The very crux of my stance however, is that you have overlooked one very key point: all are entitled to their own opinions and musical tastes. So attacking yours would make me just as puerile as you and admittedly exhibit bigotry on my part, given that I indulge in my share of music. From Queen to Queen Latifah. From Tom Waits to Tupac Shakur. From The Rolling Stones to The Roots. From Talking Heads to A Tribe Called Quest. From Quincy Jones to Q-Tip. From Creedence Clearwater Revival to Common. From Elvis (you take your pick of Presley or Costello) to Eminem. From Warren Zevon to the Wu Tang Clan. From RZA to Rick Astley (someone that the internet community deems you as having much in common with as of late, minus the praise of course). From Pink Floyd to Pink Martini…though I do, however, distance myself from P!nk. Why? Because I’m simply not a fan, and the technological age has expanded to the point where if I choose not to hear her music, it is with ever-growing ease that I can do so.

My point with that list was not a mere self-indulgent portrayal of my personal musical palette, but rather to remind you of just how enormous the world of music is. Listen to The Best (or Worst) of Eurovision, for all I care. I’m no judge, jury and executioner, but neither are you, which is arguably the reason your article was received so poorly to begin with.

So what I will recommend is overcoming your technophobia and coming to the realisation that the information age has, at an almost exponential rate, advanced avenues for people like you to not have to hear this genre you dread so much; or, if I’m to be a glass-half-full kinda guy, listen to whatever you want, whenever you want, wherever you want. If you’re struggling, the younger members of your family no doubt can help you.

I don’t enjoy listening to commercial radio on the way to and from work/uni, so I simply plug in my iPod and hear what I choose to, whether music or podcast. Would the same be such a chore for you?

Believe me, I experience the same contempt for when one wants to access a video on YouTube and is subjected to a few seconds of an advertisement for the release of a single or album of an artist I do not care for, and it is quite frankly reminiscent of an obvious moment from A Clockwork Orange. But I also accept that encountering the music you don’t like is an inevitability, along with the very inevitability that there is a population that gravitates toward it, just as I accept that in the western world it’s simply something you learn to tune out in favour of eventually enjoying the video for which you came.
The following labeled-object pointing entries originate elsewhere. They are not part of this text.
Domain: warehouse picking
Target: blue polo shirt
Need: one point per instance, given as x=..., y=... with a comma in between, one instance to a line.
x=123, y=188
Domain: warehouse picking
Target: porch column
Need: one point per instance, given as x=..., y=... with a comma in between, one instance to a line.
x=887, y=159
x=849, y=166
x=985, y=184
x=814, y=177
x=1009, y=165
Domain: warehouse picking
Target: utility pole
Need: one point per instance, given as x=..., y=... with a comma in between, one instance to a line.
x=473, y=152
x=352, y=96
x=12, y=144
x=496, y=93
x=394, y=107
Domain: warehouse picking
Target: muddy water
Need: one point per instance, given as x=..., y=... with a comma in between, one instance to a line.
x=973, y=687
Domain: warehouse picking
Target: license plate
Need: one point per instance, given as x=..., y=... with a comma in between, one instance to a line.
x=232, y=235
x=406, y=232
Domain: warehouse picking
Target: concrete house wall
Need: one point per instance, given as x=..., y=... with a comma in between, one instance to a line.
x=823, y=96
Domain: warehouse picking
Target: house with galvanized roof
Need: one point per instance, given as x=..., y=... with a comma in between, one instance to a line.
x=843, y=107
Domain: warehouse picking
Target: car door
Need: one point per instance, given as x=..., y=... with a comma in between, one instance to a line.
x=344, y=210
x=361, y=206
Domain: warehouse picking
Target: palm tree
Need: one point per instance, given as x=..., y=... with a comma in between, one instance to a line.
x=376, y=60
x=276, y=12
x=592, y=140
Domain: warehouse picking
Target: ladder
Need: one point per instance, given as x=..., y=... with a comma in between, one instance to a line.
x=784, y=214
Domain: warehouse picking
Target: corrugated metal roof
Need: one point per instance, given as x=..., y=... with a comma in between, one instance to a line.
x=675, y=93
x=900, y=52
It’s really a shame that I have had to go through so much to get to so simple a point: if you don’t like it, simply don’t listen to it. But keep such subjective opinions to yourself; no member of the public will side with you based on what music you don’t like, nor how vocal you are about it, so focus your energy towards something productive and – more importantly – current. Each time you forget this and end up crapping out a rant which results in myriad readers rolling their eyes deep into the back of their heads, it’s not because of the music they’re listening to, but it’s rather because of your making so much of an ass of yourself that the cheeks of your face rapidly begin to resemble butt-cheeks…so surely you can fill in the rest of the picture when I mention the orifice in between those cheeks, and what then comes out of it.”